This is a tragic love story that ends brutally. Shan Sa's novel doesn't seem to have lost much in the translation from French to English; the voices of the two protagonists are beautifully rendered, one male and one female. I was a little dubious about a female literary romance author writing a male character from a first person POV, but the Japanese soldier is believable, flawed and a little vulnerable but still mostly full of sex and violence. Still, it's the Chinese girl who really comes alive and whose inner life is explored in detail. We get her thoughts and reactions and everything she does seems understandable, but while the Japanese soldier's voice takes up just as much of the book, and we get flashbacks to some of his formative experiences (an awful lot of which have to do with sex), the inner workings of his mind are more of a mystery. It did feel as if Shan Sa tried to render each in equal detail and complexity, but ultimately found men as impenetrable as the soldier claims women to be.
Nonetheless, it's a good book with a sad but swift-moving story about a sixteen-year-old girl who plays go to escape from the world which is closing in around her. She goes to a school where some of her classmates are urging resistance against the Japanese occupiers; she falls in love with a boy who joins the resistance. Meanwhile, at the village square where she goes to play go each afternoon, she meets a mysterious stranger who sits down to play with her. This, we learn, is a Japanese soldier in disguise, sent to spy on the Chinese townspeople to try to ferret out "terrorists" among them. The two of them play go and each day the game tells them more about one another.
Since this is a war story with the two would-be lovers on opposite sides, it can't end well, and you know right from the beginning that it will be a tragedy; the only uncertainty is just what form the tragic ending will take.
Although this may be a romance, "romance" is a bit of a misnomer. There's definitely no happy-ever-after, and there is much more going on with both characters than their lovers (though there is quite a bit of sex in this book). It's more of a literary historical novel with elements of romance and tragedy and a bit of go.
The last point was probably my major disappointment; the book is written in short alternating chapters, from the girl's POV and the soldier's POV, symbolic of their alternating moves in the game, but unless there was some additional extraordinary subtlety that I just missed, go never really was much more than a plot device.

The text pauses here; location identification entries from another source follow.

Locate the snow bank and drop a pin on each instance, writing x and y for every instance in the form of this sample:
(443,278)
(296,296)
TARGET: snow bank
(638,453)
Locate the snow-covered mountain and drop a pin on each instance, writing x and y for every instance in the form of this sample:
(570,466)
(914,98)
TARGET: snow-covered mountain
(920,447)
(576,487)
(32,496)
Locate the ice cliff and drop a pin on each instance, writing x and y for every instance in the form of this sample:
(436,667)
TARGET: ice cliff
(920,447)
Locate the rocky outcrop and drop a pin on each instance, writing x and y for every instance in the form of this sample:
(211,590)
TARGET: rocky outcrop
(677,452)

I was hoping to see it fully realized as a metaphor for the story, possibly even as something that would drive the story, but if you're reading this book for go references, you'll find it pretty thin; the go game, in the end, is pretty meaningless.

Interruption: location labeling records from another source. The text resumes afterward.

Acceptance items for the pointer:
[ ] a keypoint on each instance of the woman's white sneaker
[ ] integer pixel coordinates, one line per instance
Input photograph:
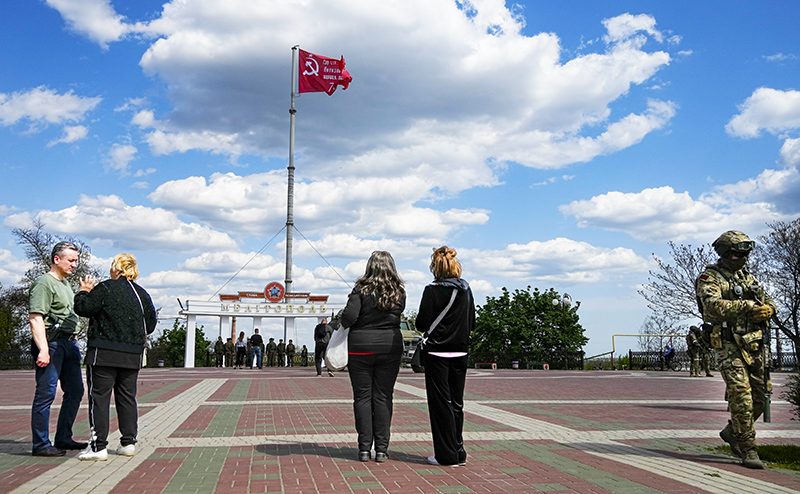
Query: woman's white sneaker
(89, 455)
(128, 450)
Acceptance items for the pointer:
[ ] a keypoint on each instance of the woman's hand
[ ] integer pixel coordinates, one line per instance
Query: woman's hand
(88, 282)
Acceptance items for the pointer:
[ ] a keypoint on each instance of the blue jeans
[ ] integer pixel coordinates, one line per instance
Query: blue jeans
(256, 357)
(64, 366)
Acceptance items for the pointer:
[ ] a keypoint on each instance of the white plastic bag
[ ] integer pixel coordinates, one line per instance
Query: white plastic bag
(336, 353)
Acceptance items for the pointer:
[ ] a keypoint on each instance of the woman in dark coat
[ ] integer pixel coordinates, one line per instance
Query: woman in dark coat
(375, 346)
(121, 316)
(447, 315)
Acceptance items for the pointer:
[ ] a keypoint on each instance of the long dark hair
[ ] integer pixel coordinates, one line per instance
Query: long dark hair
(381, 279)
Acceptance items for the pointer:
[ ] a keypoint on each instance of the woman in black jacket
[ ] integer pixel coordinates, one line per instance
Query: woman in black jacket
(121, 315)
(447, 316)
(375, 347)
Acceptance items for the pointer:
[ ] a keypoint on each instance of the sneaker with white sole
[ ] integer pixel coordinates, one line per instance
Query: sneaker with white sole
(89, 455)
(128, 450)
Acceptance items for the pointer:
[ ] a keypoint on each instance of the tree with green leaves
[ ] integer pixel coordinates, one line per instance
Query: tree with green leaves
(528, 322)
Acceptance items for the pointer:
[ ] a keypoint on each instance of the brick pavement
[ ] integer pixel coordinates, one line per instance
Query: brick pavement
(286, 430)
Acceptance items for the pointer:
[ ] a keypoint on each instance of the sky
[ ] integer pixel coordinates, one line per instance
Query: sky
(552, 144)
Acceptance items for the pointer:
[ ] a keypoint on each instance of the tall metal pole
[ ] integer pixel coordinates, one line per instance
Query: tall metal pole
(290, 195)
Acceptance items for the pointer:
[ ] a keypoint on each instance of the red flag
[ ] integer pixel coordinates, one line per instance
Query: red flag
(319, 73)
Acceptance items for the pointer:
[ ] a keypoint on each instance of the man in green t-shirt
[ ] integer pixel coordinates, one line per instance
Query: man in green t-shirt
(53, 326)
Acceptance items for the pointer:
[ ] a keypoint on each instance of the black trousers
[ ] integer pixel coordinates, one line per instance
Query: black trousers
(372, 377)
(101, 380)
(319, 356)
(445, 378)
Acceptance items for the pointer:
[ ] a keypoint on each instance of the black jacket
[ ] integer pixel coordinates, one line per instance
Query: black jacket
(372, 330)
(452, 333)
(117, 321)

It's still a pretty good (though definitely not a feel-good) story, and it's a short book with chapters that fly by, so if you like the time period, go, the general theme, or just want to sample something literary that isn't completely full of itself (Shan Sa is apparently something of a big deal in France, and her writing shows great craftsmanship without wordiness, and translates well), it's definitely worth checking out.